LCN Cover Story 5.30

Riding with a cause

Plantersville man organizes successful bike-a-thon each year for St. Jude.

By BOBBY PEPPER

Lee County Neighbors

PLANTERSVILLE – Sextus Shannon admits he’s never experienced the agony of watching his own child battle cancer.

But after touring St. Jude Children’s Research Center in Memphis, the Plantersville resident knew he wanted to do something for the children undergoing treatments there and their parents. Inspired by the visit, he encouraged his friends to hop on their bicycles and ride for St. Jude.

Shannon, 54, has organized Plantersville’s annual St. Jude Wheels for Life Bike-A-Thon for 17 years. With local residents and friends from throughout Lee County and other counties coming in to ride, the bike-a-thon raised nearly $4,000 this year.

The bike-a-thon is a major event for the town of about 1,200 – bringing together folks from all walks of life for a good cause.

“It’s just a joy doing this,” he said. “It’s not all me. It’s a community thing. This is something we look forward to.”

Community event

This year’s Bike-a-Thon, which took place May 20, was once again a success. It featured 57 riders – ranging from adults on bikes to children in motorized toy jeeps – and just as many walkers who made the trip up and down Poplar Street which was blocked off for an hour.

The hub of the event is the Poplar Street Community Center, located on the west end of the street next to the railroad track. It’s the starting and finishing point of the bike-a-thon plus people gather on the grounds to socialize and enjoy hot dogs, fish, chicken and other food.

Shannon is a one-man whirlwind before and during the one-hour bike-a-thon. He goes back and forth on the community center grounds, checking on registration, getting updates on the food cooking, greeting friends and family, even helping stretch an extension cord so an inflatable slide can go up for the kids to enjoy.

“This is one hour every year, and it’s the busiest hour of my life,” said Shannon, slowing down long enough to chat with Tim Simmons of Booneville. Simmons, who works with Shannon at Omega Motion in Saltillo, brought his child to his first Plantersville bike-a-thon.

“For a person to give up his time to organize all of this, it’s amazing,” Simmons said.

The bike-a-thon is a community and family event.

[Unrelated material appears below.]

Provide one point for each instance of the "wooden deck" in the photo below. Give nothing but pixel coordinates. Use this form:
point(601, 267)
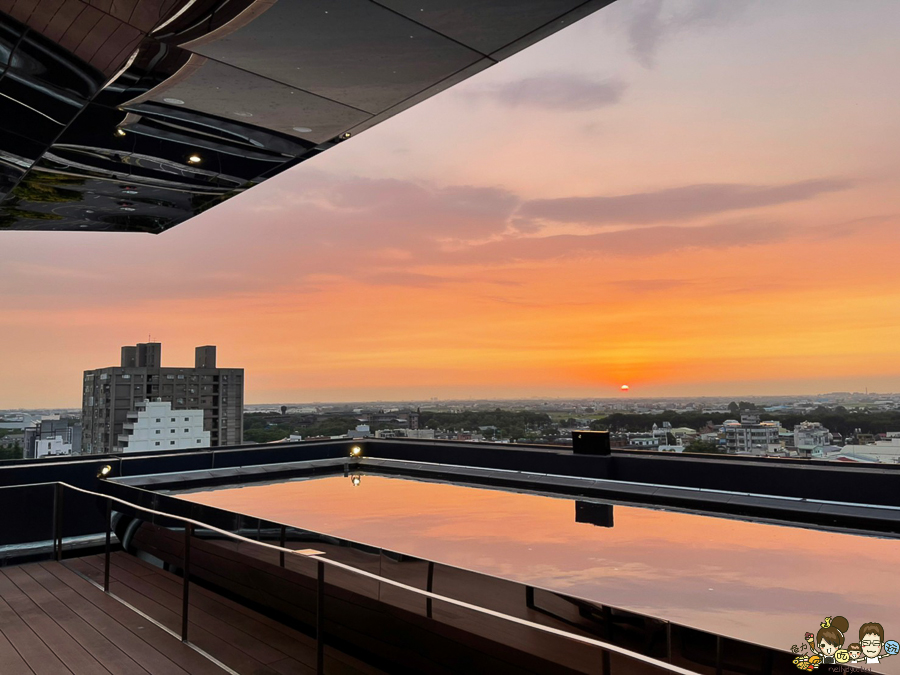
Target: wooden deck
point(55, 622)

Tromaine Smith of Plantersville has fond childhood memories of riding in the bike-a-thon. Now 25, he shares the trip down Poplar Street with his 4-year-old daughter, Tay.

“Ever since I was a kid, I loved it. I’m still in it,” he said. “I’ve got my little girl riding with me. This is her second year to be in it. (The bike-a-thon) is going to be around for a long time to come.”

Shannon said the riders and walkers receive help from their community for the

fundraising drive.

“This is one event where the community, the businesses and churches get involved,” he said. “What we raise goes a long way.”

Inspired visit

A visit to St. Jude convinced Shannon that the patients of St. Jude and their parents needed his help.

“Someone gave my name to St. Jude and I was invited to tour the hospital,” he said. “Once I got there, I was so touched by the children and the work that St. Jude does. It motivated me to do my best to help those children.”

The bike-a-thon also give Shannon an opportunity to give back to the town where he was raised. His home was across the tracks from the community center.

Shannon, who doesn’t even own a bicycle, recalls his childhood when he learned how to share with his siblings. Through the bike-a-thon, Shannon believes it teaches others to do the same.

“My first bicycle, I had to share it with one of my younger brothers,” he said. “He and I shared that bicycle and we enjoyed it, but I have never owned a bike that I consider my own.

“My parents did the best they could. We learned to share,” he adds. “I was from a family of six and then my mom adopted four girls, and that made 10 of us in a three-bedroom home. I learned all of this from my parents. They taught me how to share.”

Seeing the large number of riders and walkers in the bike-a-thon and the turnout at the community center gives Shannon encouragement. It inspires him to continue bringing people together to raise money for the children at St. Jude.

“We’re all here for a purpose,” he said. “I feel like this is something God has given me health and strength to be able to do this type of project for the children and their families. I’m just happy I’m able to do it.”